Securing system settings

Canonicalization is a process for converting data that has more than one physical representation into a standard format that is known as Canonical XML.

XML canonicalization (c14n) of an XML document defines the physical changes that can be made to the document without changing the logical representation of the document. Canonicalization is recommended when you use an XML digital signature.

In AS4 Microservice you can select an appropriate c14n algorithm so information is canonicalized based on this algorithm. Digital signatures require that the contents covered by the signature must be identical when the signature is applied and verified. Otherwise, the digital signature is invalid. However, slight changes to the signed XML fragments are tolerable, if the message contents are identical from the perspective of an XML parser. For example, if you add XML comments or spaces between element attributes, these changes are not significant to an XML parser. And, these types of minor modifications do not immediately invalidate the signature.

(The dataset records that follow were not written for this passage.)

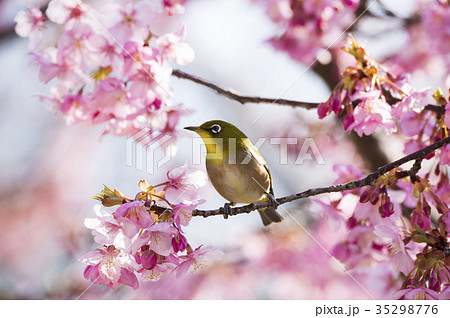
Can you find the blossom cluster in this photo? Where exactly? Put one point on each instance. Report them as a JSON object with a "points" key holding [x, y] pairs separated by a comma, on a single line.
{"points": [[108, 65], [403, 217], [144, 238], [309, 27], [380, 234]]}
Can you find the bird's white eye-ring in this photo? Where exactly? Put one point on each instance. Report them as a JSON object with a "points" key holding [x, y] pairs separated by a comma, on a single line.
{"points": [[215, 129]]}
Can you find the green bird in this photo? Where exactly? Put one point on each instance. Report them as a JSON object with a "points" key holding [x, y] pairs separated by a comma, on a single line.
{"points": [[236, 169]]}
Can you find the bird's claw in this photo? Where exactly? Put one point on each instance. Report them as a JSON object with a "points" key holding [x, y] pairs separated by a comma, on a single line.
{"points": [[226, 210]]}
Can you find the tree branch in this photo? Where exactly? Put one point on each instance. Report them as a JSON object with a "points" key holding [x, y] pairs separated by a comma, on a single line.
{"points": [[241, 98], [368, 180]]}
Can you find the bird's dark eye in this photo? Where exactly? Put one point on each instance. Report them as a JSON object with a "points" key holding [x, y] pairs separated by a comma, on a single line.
{"points": [[215, 129]]}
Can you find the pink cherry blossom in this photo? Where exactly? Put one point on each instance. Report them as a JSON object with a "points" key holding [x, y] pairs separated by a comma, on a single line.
{"points": [[63, 11], [136, 213], [413, 293], [420, 218], [173, 49], [109, 231], [445, 293], [158, 237], [198, 259], [372, 113], [129, 21], [30, 25], [111, 267], [183, 214], [157, 272], [184, 184]]}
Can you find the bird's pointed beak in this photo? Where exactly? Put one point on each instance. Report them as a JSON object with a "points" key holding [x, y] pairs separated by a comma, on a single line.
{"points": [[193, 128]]}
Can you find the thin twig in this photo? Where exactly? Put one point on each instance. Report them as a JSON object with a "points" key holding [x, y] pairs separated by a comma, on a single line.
{"points": [[418, 156], [241, 98]]}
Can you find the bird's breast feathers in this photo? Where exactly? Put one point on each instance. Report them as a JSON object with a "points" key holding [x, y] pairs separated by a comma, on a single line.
{"points": [[242, 178]]}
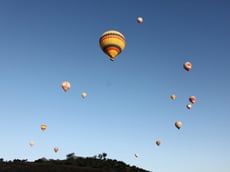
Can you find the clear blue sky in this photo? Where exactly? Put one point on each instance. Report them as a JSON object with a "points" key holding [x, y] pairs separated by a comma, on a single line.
{"points": [[128, 108]]}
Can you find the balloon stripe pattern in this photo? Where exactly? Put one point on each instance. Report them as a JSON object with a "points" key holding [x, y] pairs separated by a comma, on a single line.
{"points": [[112, 43]]}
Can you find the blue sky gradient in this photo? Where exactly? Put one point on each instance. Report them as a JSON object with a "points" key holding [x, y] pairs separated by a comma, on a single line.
{"points": [[128, 108]]}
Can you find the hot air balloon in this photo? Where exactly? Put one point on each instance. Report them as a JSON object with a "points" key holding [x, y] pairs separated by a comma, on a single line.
{"points": [[189, 106], [56, 149], [173, 97], [158, 142], [31, 143], [139, 20], [112, 43], [43, 127], [83, 95], [178, 124], [65, 85], [192, 99], [187, 66]]}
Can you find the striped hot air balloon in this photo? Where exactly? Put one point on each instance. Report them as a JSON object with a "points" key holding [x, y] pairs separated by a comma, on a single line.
{"points": [[112, 43]]}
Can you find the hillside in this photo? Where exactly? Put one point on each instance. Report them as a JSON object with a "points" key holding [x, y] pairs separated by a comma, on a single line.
{"points": [[72, 164]]}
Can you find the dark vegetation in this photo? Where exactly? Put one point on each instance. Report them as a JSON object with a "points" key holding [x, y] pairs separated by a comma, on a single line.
{"points": [[72, 163]]}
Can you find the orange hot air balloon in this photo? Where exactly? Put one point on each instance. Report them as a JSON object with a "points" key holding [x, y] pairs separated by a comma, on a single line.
{"points": [[187, 66], [189, 106], [173, 97], [65, 85], [178, 124], [158, 142], [56, 149], [43, 127], [192, 99], [83, 95], [112, 43], [31, 143], [139, 20]]}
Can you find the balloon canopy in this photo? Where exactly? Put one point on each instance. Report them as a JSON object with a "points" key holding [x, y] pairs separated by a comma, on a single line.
{"points": [[112, 43]]}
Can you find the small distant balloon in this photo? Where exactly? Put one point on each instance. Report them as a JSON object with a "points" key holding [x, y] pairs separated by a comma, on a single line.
{"points": [[139, 20], [192, 99], [178, 124], [173, 96], [65, 85], [83, 95], [158, 142], [189, 106], [43, 127], [31, 143], [187, 66], [56, 149]]}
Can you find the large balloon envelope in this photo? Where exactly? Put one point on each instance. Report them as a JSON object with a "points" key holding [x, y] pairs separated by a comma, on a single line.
{"points": [[178, 124], [112, 43]]}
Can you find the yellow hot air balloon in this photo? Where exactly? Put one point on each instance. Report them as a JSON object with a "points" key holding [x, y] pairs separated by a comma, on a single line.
{"points": [[178, 124], [158, 142], [56, 149], [173, 97], [43, 127], [83, 95], [112, 43], [65, 85], [31, 143]]}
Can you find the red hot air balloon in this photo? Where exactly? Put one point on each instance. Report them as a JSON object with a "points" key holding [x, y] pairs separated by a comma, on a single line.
{"points": [[187, 66]]}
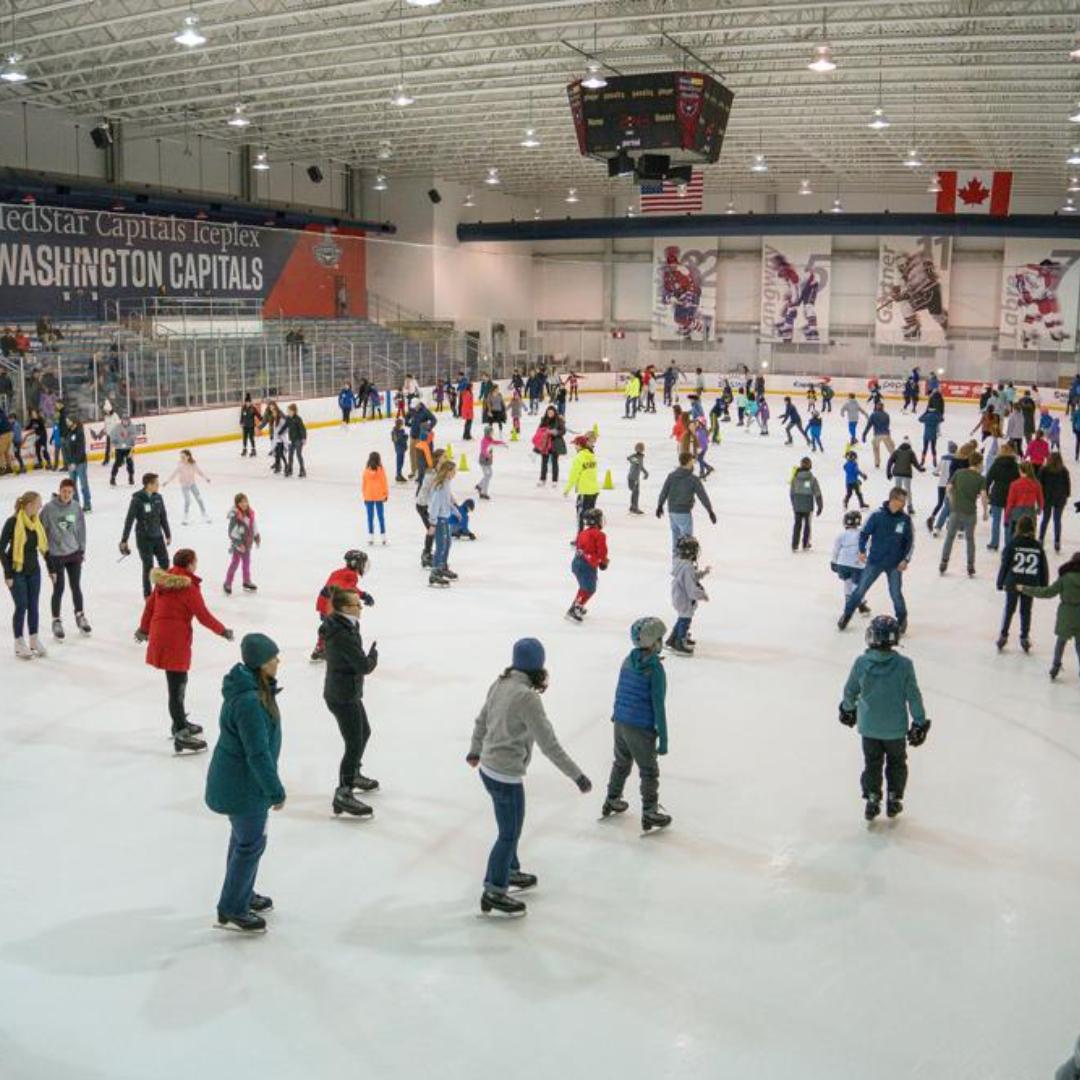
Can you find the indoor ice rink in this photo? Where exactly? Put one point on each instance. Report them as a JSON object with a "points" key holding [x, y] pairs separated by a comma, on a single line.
{"points": [[299, 202]]}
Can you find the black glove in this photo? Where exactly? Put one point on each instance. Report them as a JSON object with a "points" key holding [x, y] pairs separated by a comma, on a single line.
{"points": [[917, 733]]}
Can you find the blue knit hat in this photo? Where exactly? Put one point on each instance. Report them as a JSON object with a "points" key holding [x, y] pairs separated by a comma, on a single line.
{"points": [[256, 649], [528, 655]]}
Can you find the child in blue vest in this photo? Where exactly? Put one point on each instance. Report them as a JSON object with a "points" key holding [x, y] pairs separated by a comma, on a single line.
{"points": [[640, 724]]}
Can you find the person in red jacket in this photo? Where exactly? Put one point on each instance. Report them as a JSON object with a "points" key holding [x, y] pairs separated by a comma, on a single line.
{"points": [[175, 601], [590, 555], [1025, 497], [348, 578]]}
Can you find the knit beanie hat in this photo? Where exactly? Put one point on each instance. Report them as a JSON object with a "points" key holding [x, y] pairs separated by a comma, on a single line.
{"points": [[256, 649], [528, 655]]}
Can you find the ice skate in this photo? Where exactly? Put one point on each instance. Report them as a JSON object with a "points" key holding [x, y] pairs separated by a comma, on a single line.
{"points": [[345, 801], [500, 902]]}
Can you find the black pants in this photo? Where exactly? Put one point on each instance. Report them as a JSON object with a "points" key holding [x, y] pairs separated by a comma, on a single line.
{"points": [[892, 754], [123, 458], [73, 572], [635, 746], [148, 552], [355, 731], [177, 683], [1012, 598], [801, 524]]}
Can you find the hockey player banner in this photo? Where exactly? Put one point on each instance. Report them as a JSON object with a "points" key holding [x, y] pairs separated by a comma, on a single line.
{"points": [[1040, 288], [913, 289], [684, 289], [796, 274]]}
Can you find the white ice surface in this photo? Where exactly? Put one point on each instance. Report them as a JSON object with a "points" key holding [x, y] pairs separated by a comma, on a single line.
{"points": [[767, 934]]}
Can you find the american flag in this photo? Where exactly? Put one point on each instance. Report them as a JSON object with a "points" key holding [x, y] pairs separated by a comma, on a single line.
{"points": [[664, 197]]}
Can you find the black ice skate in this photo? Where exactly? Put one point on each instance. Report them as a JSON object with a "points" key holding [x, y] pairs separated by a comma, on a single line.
{"points": [[500, 902], [346, 802]]}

Canonicalization is defined by the XML Signature specification as a set of operations on the signed XML contents before signature application or verification. The canonicalization hides irrelevant character-level modifications of the underlying XML document.

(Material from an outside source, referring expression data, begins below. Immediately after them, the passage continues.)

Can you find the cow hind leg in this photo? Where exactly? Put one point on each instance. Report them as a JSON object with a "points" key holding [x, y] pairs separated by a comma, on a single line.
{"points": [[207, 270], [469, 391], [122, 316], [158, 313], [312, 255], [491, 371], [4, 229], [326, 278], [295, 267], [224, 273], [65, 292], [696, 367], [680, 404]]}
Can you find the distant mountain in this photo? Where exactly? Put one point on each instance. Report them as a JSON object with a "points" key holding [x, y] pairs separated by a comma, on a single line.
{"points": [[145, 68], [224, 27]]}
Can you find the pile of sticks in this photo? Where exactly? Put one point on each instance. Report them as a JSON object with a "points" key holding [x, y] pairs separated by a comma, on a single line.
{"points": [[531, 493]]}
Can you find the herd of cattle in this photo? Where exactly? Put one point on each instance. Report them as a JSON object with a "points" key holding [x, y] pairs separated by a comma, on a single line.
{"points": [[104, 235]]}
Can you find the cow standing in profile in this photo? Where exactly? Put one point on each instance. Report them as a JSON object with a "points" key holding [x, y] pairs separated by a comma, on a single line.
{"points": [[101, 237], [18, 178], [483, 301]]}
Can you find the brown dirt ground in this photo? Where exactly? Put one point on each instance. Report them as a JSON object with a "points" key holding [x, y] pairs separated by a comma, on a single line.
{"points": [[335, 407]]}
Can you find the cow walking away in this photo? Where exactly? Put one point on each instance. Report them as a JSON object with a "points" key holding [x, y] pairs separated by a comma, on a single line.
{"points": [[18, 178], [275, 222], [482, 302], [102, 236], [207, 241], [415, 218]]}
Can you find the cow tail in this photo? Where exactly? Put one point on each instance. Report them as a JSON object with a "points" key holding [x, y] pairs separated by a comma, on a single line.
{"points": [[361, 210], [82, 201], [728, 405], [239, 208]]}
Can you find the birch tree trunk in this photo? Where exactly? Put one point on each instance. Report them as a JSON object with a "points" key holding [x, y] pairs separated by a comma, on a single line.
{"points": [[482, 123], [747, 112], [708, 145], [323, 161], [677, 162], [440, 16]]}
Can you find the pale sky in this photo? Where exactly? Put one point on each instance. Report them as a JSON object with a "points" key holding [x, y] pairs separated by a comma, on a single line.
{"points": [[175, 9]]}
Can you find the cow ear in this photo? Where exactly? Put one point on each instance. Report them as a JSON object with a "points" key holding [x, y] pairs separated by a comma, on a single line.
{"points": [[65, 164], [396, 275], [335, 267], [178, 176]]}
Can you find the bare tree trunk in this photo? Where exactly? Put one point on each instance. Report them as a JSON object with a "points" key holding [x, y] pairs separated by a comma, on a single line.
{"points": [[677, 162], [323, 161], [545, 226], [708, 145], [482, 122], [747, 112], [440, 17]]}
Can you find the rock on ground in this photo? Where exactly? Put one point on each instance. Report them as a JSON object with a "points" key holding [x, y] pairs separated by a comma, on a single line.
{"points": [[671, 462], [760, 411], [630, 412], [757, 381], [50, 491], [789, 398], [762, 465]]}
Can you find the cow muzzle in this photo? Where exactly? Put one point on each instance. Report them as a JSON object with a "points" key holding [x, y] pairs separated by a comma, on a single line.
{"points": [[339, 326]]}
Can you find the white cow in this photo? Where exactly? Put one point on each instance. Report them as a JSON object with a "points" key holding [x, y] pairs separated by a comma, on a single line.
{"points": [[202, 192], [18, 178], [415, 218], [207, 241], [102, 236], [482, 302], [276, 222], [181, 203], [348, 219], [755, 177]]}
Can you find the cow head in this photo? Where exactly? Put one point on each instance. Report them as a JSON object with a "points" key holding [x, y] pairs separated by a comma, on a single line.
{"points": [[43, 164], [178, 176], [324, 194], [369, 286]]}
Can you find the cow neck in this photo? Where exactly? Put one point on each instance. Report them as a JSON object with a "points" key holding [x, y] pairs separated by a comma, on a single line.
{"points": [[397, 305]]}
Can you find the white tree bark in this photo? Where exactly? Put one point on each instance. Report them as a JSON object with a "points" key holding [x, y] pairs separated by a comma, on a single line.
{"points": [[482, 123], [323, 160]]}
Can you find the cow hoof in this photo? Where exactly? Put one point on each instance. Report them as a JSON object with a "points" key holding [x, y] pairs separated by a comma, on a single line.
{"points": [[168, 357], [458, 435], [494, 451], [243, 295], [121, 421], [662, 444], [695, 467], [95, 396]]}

You must have system administrator privileges to add or delete c14n content types. You can view c14n content types if you have either system administrator or Master Account administrator privileges.

The recommended c14n algorithm, Exclusive XML Canonicalization, removes white space within tags, uses specified character encoding, sorts namespace references (eliminating redundant ones), removes XML and DOCTYPE declarations, and transforms relative URIs into absolute URIs.

Exclusive XML Canonicalization (EXC-C14N) determines which namespaces the message actually uses and just copies those namespaces to the output. Specifically, it copies the namespaces that are actually a part of the XML syntax. However, it does not look into attribute values or element content, so the required namespace declarations are not copied. With Exclusive Canonicalization, you can create a list of the namespaces that must be declared so that the declarations are included for the namespaces that are not visibly used.

Exclusive Canonicalization is especially useful when you have a signed XML document that you want to insert into other XML documents. The use of Exclusive Canonicalization ensures that the signature is verified correctly.

Using namespaces can cause potential security risks for your organization. The WS-Security specification strongly recommends that you use the Exclusive XML Canonicalization algorithm or another canonicalization algorithm for protection from Signature Wrapping Attacks. This XML-specific attack pattern misuses the referencing flexibility of the XML Signature. It forces the processing application to treat the XML data of the attacker as if it was signed by a legitimate user.